Коменданты лагерей отнюдь не отличались милосердием. Я сам видел однажды, как один из них, Оскар Рис, встречал своих подопечных у ворот. В одной руке он держал резиновый шланг для избиения замешкавшихся, в другой — тонкий кожаный хлыст, которым до поры до времени приударял по своим высоким сапогам. Но стоило Оскару Рису высмотреть в толпе самого усталого, неповоротливого заключенного — и он тут же взмахивал хлыстом и безошибочно попадал кончиком его в зрачок несчастного, прежде чем тот успевал отвернуться.
Как бы в подкрепление всех этих бесчинств, в мартеновском цехе, где я практиковал, да и в других тоже, висели плакаты: „Славяне — это рабы“, „Без работы нет жратвы“… Тому, кто проявлял „нерадивость“, охранники выбривали прямо в цехе кресты на голове. Помню, один бедняга, не выдержав непосильного труда, кинулся к поезду и сунул обе руки под колеса. Полицейские Круппа сейчас же схватили его, как саботажника, и увели. А куда — я уже знал. Внизу, в подвале управления концерна, находилось и управление заводской полиции.
Однажды один из полицейских проболтался мне (ведь все меня принимали за чистокровного арийца!) о подробностях истязания саботажников. Обычно их усаживали в металлический шкаф высотой в пять футов, имевший внутри две камеры — каждая глубиной и шириной 22 дюйма. Наказуемые находились в камерах в согнутом положении, почти без притока свежего воздуха, по нескольку дней. Крики их, особенно когда в просверленные вверху дырки пускали ледяную воду, проникали, случалось, сквозь толстый свод. По крайней мере, те крики, зачастую предсмертные, не раз слышала секретарша директора Геренса, хотя при этом всегда невозмутимо улыбалась посетителям.
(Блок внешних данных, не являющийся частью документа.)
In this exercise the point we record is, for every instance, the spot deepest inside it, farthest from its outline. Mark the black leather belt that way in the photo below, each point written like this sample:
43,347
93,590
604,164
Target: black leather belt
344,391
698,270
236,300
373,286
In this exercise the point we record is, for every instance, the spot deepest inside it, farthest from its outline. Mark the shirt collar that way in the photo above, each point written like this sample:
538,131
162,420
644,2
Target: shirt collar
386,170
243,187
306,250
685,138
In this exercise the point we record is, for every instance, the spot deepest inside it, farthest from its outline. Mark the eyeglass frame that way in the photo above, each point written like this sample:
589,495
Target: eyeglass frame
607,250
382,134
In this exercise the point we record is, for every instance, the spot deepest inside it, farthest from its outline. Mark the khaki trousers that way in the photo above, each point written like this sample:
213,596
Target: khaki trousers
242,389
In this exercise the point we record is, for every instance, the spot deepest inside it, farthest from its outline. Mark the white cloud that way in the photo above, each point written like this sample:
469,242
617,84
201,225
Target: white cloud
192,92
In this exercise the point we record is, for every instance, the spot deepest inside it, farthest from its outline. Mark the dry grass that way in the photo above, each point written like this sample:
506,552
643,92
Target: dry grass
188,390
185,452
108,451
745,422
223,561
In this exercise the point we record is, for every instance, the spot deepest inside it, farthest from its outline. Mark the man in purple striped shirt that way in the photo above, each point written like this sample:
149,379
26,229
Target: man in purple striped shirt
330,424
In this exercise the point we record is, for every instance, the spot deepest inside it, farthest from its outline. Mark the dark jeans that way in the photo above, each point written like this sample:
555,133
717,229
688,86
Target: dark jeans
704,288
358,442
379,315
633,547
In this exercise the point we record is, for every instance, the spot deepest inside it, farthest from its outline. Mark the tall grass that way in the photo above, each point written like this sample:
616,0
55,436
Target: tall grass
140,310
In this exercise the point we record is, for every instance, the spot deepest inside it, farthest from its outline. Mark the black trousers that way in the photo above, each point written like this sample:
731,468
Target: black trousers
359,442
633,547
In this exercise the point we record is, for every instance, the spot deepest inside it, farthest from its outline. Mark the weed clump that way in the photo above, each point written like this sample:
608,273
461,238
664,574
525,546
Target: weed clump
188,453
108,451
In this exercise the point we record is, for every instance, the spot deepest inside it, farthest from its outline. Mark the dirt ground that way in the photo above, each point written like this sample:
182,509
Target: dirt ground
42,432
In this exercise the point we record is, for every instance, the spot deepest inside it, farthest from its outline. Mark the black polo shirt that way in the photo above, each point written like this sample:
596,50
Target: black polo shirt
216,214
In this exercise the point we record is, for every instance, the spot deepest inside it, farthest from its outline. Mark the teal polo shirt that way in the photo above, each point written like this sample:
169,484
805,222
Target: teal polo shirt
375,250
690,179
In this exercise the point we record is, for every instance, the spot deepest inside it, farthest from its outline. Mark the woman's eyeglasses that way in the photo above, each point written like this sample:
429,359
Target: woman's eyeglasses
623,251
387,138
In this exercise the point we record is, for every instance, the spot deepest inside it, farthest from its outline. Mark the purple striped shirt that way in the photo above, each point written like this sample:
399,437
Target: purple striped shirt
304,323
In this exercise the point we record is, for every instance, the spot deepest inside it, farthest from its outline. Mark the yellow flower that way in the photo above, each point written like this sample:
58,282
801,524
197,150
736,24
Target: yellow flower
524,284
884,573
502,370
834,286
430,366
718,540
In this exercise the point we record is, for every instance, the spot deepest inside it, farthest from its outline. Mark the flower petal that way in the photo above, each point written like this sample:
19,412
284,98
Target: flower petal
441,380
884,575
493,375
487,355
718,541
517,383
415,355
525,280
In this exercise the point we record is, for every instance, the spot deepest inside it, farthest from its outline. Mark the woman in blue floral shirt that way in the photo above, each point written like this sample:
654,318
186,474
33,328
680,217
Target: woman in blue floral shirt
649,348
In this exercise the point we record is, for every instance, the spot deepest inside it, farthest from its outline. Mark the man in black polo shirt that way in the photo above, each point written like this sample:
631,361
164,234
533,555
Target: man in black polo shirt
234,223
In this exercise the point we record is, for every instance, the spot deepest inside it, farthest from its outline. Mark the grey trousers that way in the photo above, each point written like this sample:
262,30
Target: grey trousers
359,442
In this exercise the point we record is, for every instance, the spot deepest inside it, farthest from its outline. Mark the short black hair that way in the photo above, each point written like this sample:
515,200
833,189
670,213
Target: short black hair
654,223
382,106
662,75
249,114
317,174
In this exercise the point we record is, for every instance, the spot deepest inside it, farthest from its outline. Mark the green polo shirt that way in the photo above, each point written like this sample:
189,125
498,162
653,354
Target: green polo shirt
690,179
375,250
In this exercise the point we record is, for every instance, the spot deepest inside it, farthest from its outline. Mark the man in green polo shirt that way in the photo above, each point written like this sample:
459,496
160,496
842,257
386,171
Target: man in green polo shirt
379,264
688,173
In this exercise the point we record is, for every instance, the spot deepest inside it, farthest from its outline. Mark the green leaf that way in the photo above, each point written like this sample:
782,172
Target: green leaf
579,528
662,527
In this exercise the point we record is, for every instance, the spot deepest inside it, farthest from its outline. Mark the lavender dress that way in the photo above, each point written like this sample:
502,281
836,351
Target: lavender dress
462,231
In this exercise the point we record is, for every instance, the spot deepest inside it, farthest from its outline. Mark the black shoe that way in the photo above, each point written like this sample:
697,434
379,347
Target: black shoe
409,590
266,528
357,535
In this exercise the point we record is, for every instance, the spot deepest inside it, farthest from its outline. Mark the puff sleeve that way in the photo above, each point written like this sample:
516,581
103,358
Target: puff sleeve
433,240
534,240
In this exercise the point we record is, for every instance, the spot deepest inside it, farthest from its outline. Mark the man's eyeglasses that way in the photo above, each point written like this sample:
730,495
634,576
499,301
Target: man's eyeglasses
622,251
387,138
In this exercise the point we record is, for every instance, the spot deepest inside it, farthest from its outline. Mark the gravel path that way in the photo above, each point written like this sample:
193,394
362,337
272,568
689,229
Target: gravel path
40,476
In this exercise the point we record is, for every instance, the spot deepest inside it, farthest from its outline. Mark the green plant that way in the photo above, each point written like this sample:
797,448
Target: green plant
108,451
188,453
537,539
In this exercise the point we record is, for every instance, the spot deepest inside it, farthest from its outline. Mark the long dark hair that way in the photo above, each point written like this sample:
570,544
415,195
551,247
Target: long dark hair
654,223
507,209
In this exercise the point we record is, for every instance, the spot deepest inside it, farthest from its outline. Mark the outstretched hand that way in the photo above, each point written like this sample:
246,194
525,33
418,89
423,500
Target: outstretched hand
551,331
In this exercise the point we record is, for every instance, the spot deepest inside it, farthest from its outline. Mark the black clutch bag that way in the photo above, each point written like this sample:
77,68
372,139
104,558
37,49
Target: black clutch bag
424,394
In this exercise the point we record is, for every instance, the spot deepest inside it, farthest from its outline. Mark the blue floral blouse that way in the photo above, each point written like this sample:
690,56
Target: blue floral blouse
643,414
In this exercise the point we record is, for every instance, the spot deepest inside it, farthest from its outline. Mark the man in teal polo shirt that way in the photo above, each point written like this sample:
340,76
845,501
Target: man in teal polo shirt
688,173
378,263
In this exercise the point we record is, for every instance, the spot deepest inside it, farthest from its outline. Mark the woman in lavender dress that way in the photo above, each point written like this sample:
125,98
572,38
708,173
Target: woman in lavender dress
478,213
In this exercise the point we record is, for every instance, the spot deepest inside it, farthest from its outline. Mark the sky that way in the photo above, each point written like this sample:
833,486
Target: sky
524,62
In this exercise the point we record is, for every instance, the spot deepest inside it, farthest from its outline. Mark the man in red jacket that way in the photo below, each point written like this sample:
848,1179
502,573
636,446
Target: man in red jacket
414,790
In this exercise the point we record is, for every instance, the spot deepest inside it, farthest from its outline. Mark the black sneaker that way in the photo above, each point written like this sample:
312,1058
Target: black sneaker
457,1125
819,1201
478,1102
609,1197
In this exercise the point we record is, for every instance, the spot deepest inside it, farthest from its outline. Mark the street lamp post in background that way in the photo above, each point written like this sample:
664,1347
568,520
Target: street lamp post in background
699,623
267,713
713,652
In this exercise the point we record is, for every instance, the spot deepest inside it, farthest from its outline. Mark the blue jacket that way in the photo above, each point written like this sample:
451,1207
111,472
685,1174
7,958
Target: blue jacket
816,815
Знаю, Оленька, тебе тяжело читать про все истязания, да и мне нелегче писать, а правду надо знать и тебе, и особенно мне, человеку, который еще недавно идеализировал Германию. И эта правда с каждым днем все беспощаднее, откровеннее. Например, на окраине Эссена я увидел новые пустующие бараки. На мой вопрос, для кого они предназначены, один из сторожей, подмигнув, ответил: „Для русских!“
Я был ошеломлен и оскорблен еще больше, чем там, на Боденском озере. Выходит, немцы верили в неизбежность войны с русскими и готовились к ней, наперекор Договору о ненападении между нашими странами. И ужас меня охватывал: неужели в тех пустующих бараках и впрямь когда-нибудь окажутся советские люди с клеймами на одежде и на головах?! И кулаки мои сами собой сжимались яростно…
Скорей бы на родину! Жду не дождусь того светлого дня, когда увижу раздольную Волгу, родной город, тебя, любимую, твоего брата Прохора, ясновидца!..»
Этой надеждой на скорую встречу теперь жила и сама Оленька.
Но в конце мая 1941 года она получила телеграмму от Сергея Моторина: «Благополучно прибыл в Москву. Задерживаюсь здесь на неопределенное время».
То была последняя весточка от Моторина.
«На исходе первый день войны. Он был суматошный, с волнующими мыслями и множеством вопросов, на которые никто еще не может ответить.
Полночь. Из раскрытых окон веет прохладой и неповторимым запахом умытой зелени. Я жду звонка из Москвы, который должен сообщить то самое главное, важное, значительное, что так хотелось услышать весь этот долгий день.
Но звонка все нет и нет, и я на свободе хочу припомнить все пережитое за последние двое суток…»
Бледный сумрак наступающей с низовий ночи еще только начинал бороться с румянцем закатного неба, когда подплыли к крохотному безымянному островку.
Алексей Жарков зачалил моторку у заветного осокоря с намотанной вокруг ствола цепью для привязи. А жена соскочила на отмель и, смеясь неведомо чему, — быть может, своему нечаянному бабьему счастью — крикнула: «Пошевеливайся, горе-рыбак!» Тогда Алексей стал протягивать ей из лодки бамбуковые удилища, рюкзак, чайник с отбитой эмалью…
Еще до потемок успели сладить шалаш на яристом бережку, по-над самой протокой «Черные воды»; потом, уже при туманной свежести, вдруг пахну́вшей с просторов сонной реки, запалили костер и, сидя рядышком, долго-долго слушали призывное и безутешно-печальное скрипенье коростеля. И Алексею вдруг подумалось, что не только в душе человеческой, но и в сокровенной жизни самой природы, вероятно, нет счастливой удовлетворенности, а есть только извечное стремление к достижению счастья.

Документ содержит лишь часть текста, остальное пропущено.